A taste of Native American history

FILE - This file photo from March 23, 2014, shows one step in the process of making maple syrup the old-fashioned way. (WLFI Photo)
FILE - This file photo from March 23, 2014, shows one step in the process of making maple syrup the old-fashioned way. (WLFI Photo)

PROPHETSTOWN, Ind. (WLFI) – On Saturday and Sunday afternoon, visitors at Prophetstown State Park learned about Native American history while getting a little taste of it too.

“When it’s fresh and warm, it’s absolutely delicious,” said Jessica Diemer-Eaton, with Prophetstown State Park.

It all starts with the sap from a maple tree.

“We will concentrate it down into maple syrup, but we’re not going to stop there because the Native American people really enjoyed making maple sugar,” said Diemer-Eaton.

Visitors to Prophetstown learned about the history behind maple sugaring.
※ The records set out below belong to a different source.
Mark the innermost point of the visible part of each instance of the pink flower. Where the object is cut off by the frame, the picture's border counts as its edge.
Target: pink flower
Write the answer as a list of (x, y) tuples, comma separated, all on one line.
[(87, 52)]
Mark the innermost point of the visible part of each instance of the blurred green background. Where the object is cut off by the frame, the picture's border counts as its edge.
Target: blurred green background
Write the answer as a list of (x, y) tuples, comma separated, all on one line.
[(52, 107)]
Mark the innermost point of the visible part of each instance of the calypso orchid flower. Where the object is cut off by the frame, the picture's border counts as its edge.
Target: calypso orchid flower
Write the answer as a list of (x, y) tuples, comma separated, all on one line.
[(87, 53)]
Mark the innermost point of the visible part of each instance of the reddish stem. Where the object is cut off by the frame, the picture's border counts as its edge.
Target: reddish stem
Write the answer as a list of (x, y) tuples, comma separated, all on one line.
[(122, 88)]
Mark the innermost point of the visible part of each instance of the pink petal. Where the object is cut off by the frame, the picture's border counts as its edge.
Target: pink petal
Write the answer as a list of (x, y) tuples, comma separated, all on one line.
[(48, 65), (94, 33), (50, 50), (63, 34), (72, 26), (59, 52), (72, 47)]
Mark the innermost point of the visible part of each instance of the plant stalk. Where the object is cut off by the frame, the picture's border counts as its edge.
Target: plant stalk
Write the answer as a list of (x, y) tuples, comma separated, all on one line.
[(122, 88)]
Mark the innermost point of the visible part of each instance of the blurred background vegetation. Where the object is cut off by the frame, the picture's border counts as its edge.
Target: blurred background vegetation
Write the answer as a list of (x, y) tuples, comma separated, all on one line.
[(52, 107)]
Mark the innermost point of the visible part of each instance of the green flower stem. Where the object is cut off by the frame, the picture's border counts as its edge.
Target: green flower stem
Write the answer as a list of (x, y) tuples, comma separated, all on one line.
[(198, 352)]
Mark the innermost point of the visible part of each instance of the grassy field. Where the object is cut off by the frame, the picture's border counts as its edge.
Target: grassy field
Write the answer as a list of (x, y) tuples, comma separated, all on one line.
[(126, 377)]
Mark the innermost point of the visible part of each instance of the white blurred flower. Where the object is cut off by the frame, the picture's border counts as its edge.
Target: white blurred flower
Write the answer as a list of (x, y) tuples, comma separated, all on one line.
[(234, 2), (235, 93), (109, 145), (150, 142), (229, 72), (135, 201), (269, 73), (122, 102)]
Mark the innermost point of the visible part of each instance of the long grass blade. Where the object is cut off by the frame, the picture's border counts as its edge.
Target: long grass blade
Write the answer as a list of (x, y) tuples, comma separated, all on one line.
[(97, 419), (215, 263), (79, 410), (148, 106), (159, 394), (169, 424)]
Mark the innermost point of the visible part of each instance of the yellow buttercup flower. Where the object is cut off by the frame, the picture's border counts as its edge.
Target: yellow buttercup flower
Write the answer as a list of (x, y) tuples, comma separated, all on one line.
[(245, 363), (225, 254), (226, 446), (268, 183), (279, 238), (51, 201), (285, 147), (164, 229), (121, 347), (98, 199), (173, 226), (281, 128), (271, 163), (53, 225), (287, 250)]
Woodland Indian Educational Program historical interpreter Jessica Diemer-Eaton and husband Mark Eaton demonstrated maple sugaring using the methods used during the early 1800’s. Diemer-Eaton said maple sugaring is a very important part of Prophetstown history.

“The prophet who started this community had urged his people to go back to their native ways. One of the thing’s he specifically said was to make our own sugar again. We’ve always made Maple sugar, so we need to go back to that,” said Diemer-Eaton.

The couple also showed prehistoric ways of sugaring using hot stone boiling. Prophetstown State Park interpretive naturalist Angie Manuel said it shows visitors just how much work went into making the maple sugar.

“It’s something that you had to go gather from the woods, you had to boil it down and it took a long time. So, it makes them appreciate that sweet product,” said Manuel.

Diemer-Eaton said it also shows the history behind what she considers a Native American art form.

“It’s really wonderful to know the history of our foods and again Native American foods included very sweet foods sweetened by Maple sugar. Maple syrup is really a Native American craft,” said Diemer-Eaton.